I’ve said a lot on this blog that I’m far from a hardcore horror guy — I tend to be drawn to the more art house horrors than the exploitation or slasher flicks, but even so, I can’t deny what Thanksgiving does well: it ramps up a host of 1980s slasher horror cliches for laughs and then drowns them in buckets of gore. It’s a good time for those with strong stomachs.
We start with two families celebrating American Thanksgiving in Plymouth, one solidly in the working class and one where the patriarch owns the local big box store. The store is having a pre-Black Friday sale, opening Thursday and giving away free waffle makers to the first 100 customers. The shoppers waiting outside for the doors to open are surly and aggressive. What follows is one of the funniest and most frightening scenes of mob rule I’ve ever seen in a movie — and serves as the inciting incident for what comes next.

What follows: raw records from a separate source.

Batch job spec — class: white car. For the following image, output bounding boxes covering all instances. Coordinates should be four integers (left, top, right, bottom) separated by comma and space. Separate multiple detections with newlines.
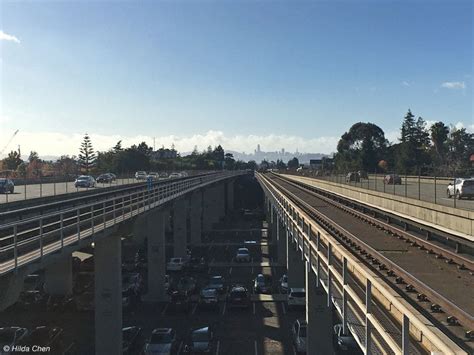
288, 288, 306, 308
446, 178, 474, 200
135, 171, 147, 180
235, 248, 250, 263
166, 258, 187, 271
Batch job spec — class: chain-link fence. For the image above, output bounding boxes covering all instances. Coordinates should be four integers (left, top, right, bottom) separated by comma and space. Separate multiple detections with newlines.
284, 167, 474, 210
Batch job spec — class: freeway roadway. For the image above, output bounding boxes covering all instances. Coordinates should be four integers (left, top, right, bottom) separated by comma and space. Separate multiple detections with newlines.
294, 175, 474, 210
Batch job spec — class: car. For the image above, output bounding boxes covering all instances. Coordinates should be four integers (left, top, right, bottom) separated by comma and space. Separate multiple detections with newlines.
383, 174, 402, 185
291, 319, 308, 354
74, 175, 96, 188
253, 274, 272, 293
333, 323, 362, 354
207, 275, 225, 293
235, 248, 250, 263
166, 258, 187, 271
279, 274, 288, 294
346, 172, 360, 182
446, 178, 474, 200
0, 327, 28, 354
176, 276, 197, 295
135, 171, 147, 180
122, 326, 142, 354
96, 174, 113, 184
199, 287, 219, 309
187, 258, 209, 272
227, 285, 250, 308
21, 325, 65, 354
170, 291, 191, 312
288, 287, 306, 308
0, 179, 15, 194
184, 327, 214, 354
147, 171, 160, 181
143, 328, 178, 355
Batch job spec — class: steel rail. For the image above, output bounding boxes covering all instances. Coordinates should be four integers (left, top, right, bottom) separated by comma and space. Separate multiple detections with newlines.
257, 174, 466, 354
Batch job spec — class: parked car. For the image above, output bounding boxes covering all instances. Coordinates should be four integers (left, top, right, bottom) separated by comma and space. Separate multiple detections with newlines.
207, 275, 225, 293
227, 285, 250, 308
333, 323, 362, 354
253, 274, 272, 293
21, 326, 65, 354
199, 287, 219, 309
291, 319, 307, 354
143, 328, 178, 355
122, 326, 142, 354
383, 174, 402, 185
184, 327, 214, 354
96, 174, 113, 184
346, 172, 360, 182
279, 274, 288, 294
446, 178, 474, 199
74, 175, 96, 188
288, 288, 306, 308
0, 327, 28, 355
0, 179, 15, 194
176, 276, 197, 295
235, 248, 250, 263
166, 258, 187, 271
135, 171, 147, 180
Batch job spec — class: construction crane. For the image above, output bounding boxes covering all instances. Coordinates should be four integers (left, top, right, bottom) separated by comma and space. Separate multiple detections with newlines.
0, 129, 20, 154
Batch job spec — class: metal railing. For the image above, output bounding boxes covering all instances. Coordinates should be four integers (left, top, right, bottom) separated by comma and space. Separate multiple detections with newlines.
257, 174, 466, 354
0, 171, 245, 275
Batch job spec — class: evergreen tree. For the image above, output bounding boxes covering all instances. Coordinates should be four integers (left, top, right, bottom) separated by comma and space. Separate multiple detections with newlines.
79, 133, 96, 174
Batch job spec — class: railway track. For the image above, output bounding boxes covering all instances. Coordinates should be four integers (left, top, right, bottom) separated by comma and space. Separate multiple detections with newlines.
266, 174, 474, 353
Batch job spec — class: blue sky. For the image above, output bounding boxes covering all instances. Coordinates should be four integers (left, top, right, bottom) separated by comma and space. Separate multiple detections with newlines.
0, 0, 474, 155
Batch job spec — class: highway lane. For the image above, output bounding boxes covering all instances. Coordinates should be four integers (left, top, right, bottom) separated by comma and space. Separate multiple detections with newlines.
294, 176, 474, 210
0, 178, 144, 204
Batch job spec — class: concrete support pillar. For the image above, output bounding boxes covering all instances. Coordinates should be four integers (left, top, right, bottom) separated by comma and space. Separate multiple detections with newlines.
94, 235, 122, 355
146, 210, 169, 302
44, 255, 72, 296
190, 191, 202, 245
286, 231, 305, 288
305, 262, 333, 354
276, 218, 288, 265
226, 180, 234, 213
173, 198, 188, 257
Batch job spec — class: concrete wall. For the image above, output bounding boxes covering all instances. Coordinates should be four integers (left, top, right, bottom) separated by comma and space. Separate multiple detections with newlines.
285, 175, 474, 241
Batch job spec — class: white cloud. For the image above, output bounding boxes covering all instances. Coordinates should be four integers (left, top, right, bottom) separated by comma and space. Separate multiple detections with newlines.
0, 30, 20, 43
441, 81, 466, 89
0, 130, 339, 157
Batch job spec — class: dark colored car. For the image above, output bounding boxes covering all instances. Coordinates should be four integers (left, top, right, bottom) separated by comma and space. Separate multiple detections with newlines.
199, 287, 219, 309
96, 174, 114, 184
253, 274, 272, 293
122, 326, 142, 354
0, 179, 15, 194
184, 327, 214, 354
21, 326, 65, 354
383, 174, 402, 185
228, 285, 250, 308
176, 276, 197, 295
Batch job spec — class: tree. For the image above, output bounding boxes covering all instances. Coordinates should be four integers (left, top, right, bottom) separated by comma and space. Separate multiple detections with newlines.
287, 157, 300, 170
3, 150, 23, 170
79, 133, 96, 174
335, 122, 388, 171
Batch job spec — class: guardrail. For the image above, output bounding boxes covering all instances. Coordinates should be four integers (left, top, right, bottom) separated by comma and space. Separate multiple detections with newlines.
0, 171, 245, 275
257, 174, 466, 354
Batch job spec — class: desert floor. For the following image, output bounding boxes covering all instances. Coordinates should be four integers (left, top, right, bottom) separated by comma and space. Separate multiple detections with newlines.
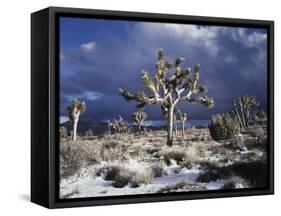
60, 127, 267, 198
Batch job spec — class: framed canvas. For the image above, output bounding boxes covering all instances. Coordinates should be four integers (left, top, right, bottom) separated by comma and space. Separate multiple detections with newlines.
31, 7, 274, 208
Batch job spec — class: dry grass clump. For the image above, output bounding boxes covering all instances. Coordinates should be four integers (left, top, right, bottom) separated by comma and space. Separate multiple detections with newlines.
151, 163, 167, 178
60, 136, 129, 178
157, 181, 206, 193
96, 164, 154, 188
159, 146, 186, 165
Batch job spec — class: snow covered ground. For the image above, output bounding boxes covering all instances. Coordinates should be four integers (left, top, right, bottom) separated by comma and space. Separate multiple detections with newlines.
60, 160, 224, 198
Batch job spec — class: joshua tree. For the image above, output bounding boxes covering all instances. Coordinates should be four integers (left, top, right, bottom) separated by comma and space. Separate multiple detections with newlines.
60, 126, 67, 139
66, 98, 86, 141
85, 128, 94, 137
119, 49, 214, 146
230, 95, 259, 128
132, 111, 147, 133
178, 110, 187, 137
108, 116, 132, 133
255, 110, 267, 126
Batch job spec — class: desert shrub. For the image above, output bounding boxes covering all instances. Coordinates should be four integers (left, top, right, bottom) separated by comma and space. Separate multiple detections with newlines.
220, 177, 249, 189
151, 163, 167, 178
196, 161, 267, 187
96, 165, 154, 188
157, 181, 206, 193
60, 126, 68, 139
130, 168, 154, 187
160, 148, 186, 165
208, 114, 240, 141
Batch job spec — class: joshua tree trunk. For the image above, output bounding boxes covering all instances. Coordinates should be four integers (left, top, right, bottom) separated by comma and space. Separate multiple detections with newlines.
167, 106, 174, 146
138, 121, 142, 134
72, 117, 79, 141
107, 120, 111, 135
182, 121, 184, 137
72, 112, 80, 141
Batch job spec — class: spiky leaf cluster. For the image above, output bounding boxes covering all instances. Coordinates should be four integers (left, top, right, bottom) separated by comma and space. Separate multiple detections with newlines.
230, 95, 260, 128
66, 98, 86, 121
132, 111, 147, 124
119, 49, 214, 108
208, 113, 240, 141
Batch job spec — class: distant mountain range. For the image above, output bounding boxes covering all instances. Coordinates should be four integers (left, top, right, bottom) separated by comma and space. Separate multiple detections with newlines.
60, 118, 208, 135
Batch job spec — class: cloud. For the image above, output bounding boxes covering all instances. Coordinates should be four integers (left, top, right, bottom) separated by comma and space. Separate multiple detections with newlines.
65, 91, 103, 101
61, 21, 267, 119
80, 41, 96, 52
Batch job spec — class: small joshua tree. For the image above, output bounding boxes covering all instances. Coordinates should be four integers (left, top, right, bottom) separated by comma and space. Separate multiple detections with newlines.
85, 128, 94, 137
255, 110, 267, 126
178, 110, 187, 137
119, 49, 214, 146
208, 113, 240, 141
108, 116, 132, 134
230, 95, 259, 128
132, 111, 147, 133
60, 126, 67, 139
66, 98, 86, 141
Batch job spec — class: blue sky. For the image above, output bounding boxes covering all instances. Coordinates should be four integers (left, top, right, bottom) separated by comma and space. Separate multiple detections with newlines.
60, 17, 267, 120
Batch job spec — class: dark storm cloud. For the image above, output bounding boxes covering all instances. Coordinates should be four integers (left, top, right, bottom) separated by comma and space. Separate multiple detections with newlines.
61, 21, 267, 120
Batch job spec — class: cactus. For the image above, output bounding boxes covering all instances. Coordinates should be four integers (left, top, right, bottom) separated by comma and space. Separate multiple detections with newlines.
208, 113, 240, 141
85, 128, 94, 137
119, 49, 214, 146
66, 98, 86, 141
230, 95, 259, 128
132, 111, 147, 133
108, 116, 132, 133
255, 110, 267, 127
178, 110, 187, 138
60, 126, 67, 139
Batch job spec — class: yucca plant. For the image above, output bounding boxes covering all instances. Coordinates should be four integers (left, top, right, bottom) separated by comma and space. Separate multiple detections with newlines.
208, 113, 240, 141
230, 95, 259, 128
119, 49, 214, 146
132, 111, 147, 133
178, 110, 187, 137
66, 98, 86, 141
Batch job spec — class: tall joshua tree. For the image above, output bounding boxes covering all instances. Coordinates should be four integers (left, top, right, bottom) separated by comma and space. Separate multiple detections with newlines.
178, 111, 187, 137
119, 49, 214, 146
132, 111, 147, 133
66, 98, 86, 141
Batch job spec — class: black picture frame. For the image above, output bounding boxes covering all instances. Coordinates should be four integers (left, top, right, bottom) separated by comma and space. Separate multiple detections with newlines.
31, 7, 274, 208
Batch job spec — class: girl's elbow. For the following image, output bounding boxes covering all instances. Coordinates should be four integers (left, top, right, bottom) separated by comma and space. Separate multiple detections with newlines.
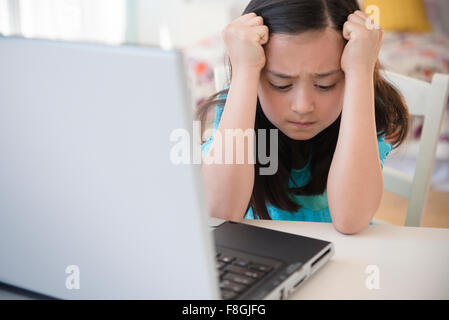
334, 222, 369, 235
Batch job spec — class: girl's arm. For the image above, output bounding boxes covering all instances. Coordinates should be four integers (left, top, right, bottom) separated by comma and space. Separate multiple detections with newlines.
327, 11, 383, 234
327, 72, 383, 234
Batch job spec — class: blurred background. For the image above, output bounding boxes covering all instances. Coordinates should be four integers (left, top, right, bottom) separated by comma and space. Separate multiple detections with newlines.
0, 0, 449, 227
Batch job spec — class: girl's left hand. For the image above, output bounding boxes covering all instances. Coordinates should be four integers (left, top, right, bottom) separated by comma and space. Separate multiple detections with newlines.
341, 10, 384, 75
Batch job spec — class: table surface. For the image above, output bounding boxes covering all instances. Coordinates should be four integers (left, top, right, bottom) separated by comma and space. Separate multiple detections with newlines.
0, 220, 449, 299
245, 221, 449, 299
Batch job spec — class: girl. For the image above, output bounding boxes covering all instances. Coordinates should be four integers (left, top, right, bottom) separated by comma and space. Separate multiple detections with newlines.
196, 0, 408, 234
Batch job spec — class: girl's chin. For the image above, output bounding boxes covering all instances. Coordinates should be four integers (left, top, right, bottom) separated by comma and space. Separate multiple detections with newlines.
282, 130, 316, 140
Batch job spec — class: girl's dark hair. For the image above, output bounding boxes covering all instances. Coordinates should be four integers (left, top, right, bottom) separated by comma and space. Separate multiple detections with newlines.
196, 0, 409, 219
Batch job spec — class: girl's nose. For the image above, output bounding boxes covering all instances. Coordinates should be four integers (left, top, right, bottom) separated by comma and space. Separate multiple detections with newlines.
292, 88, 315, 114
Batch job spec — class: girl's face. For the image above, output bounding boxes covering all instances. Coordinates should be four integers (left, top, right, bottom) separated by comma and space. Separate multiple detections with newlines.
258, 28, 344, 140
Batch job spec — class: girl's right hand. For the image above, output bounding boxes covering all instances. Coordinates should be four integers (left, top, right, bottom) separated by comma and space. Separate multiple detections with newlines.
222, 12, 268, 72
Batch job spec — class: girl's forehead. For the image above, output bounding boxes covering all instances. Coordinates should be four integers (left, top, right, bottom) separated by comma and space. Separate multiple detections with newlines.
265, 28, 344, 74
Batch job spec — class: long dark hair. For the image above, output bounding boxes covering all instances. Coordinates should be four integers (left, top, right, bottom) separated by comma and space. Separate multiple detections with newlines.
196, 0, 409, 219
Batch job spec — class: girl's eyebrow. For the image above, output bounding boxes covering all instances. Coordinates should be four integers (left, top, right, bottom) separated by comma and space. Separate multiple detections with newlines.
267, 69, 342, 79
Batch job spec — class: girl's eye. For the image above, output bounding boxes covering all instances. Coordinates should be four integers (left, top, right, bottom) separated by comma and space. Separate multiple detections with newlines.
316, 83, 336, 91
270, 82, 292, 91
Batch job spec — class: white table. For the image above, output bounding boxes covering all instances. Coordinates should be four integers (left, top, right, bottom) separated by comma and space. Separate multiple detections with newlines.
0, 219, 449, 299
245, 221, 449, 299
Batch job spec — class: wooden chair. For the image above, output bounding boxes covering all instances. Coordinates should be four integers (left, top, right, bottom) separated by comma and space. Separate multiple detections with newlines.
383, 71, 449, 227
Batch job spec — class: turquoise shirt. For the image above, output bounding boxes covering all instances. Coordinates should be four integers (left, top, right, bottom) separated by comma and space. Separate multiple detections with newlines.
201, 90, 393, 222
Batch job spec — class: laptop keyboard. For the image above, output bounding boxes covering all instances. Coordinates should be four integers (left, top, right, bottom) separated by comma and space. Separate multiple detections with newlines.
216, 252, 274, 300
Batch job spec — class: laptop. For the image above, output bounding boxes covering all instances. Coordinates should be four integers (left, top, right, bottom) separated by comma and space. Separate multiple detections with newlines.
0, 37, 334, 300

There that day were most of the lead characters, including Amanda Collins (Gina Gershon), Sheriff Eric Newlon (newly crowned Sexiest Man Alive, Patrick Dempsey), Jessica (Nell Verlaque), daughter of the store owner, her baseball star boyfriend, Bobby (Jalen Thomas Brooks), and a bunch of other interchangeable teens.
A year later, a killer in a John Carver mask — Carver was an OG pilgrim, for those of you who don’t know your American history — starts offing people, all of whom have some connection to the stampede at the store the year previous, and Jessica is clearly the Last Girl, the one who’s gonna have to fight off this psychopath who simply will not stop.
And that’s where things get a little more conventional. The picture corkscrews around the likely and unlikely suspects, serving them up in episodic segments at the school and around town — Toronto and Hamilton standing in for New England — until another poor sap dies, usually one of those teens who, frankly, don’t distinguish themselves as having much of a personality.
Thanksgiving certainly has a sense of humour about itself, and that’s to its credit, while never being as willing to go big or broad as, say, Totally Killer. For the community of people who love this kind of thing, the Scream crowd, this should be a slam dunk. (There is a Thanksgiving parade finale that reminded me of Animal House, which was a pleasant connection. “Come back later, we’re doing the dishes!”)
For the rest of us, that trampling in the big box store is worth the ticket price. Roth is saying something about how the season of gratitude has been folded into the human misery of late capitalism, and more power to him.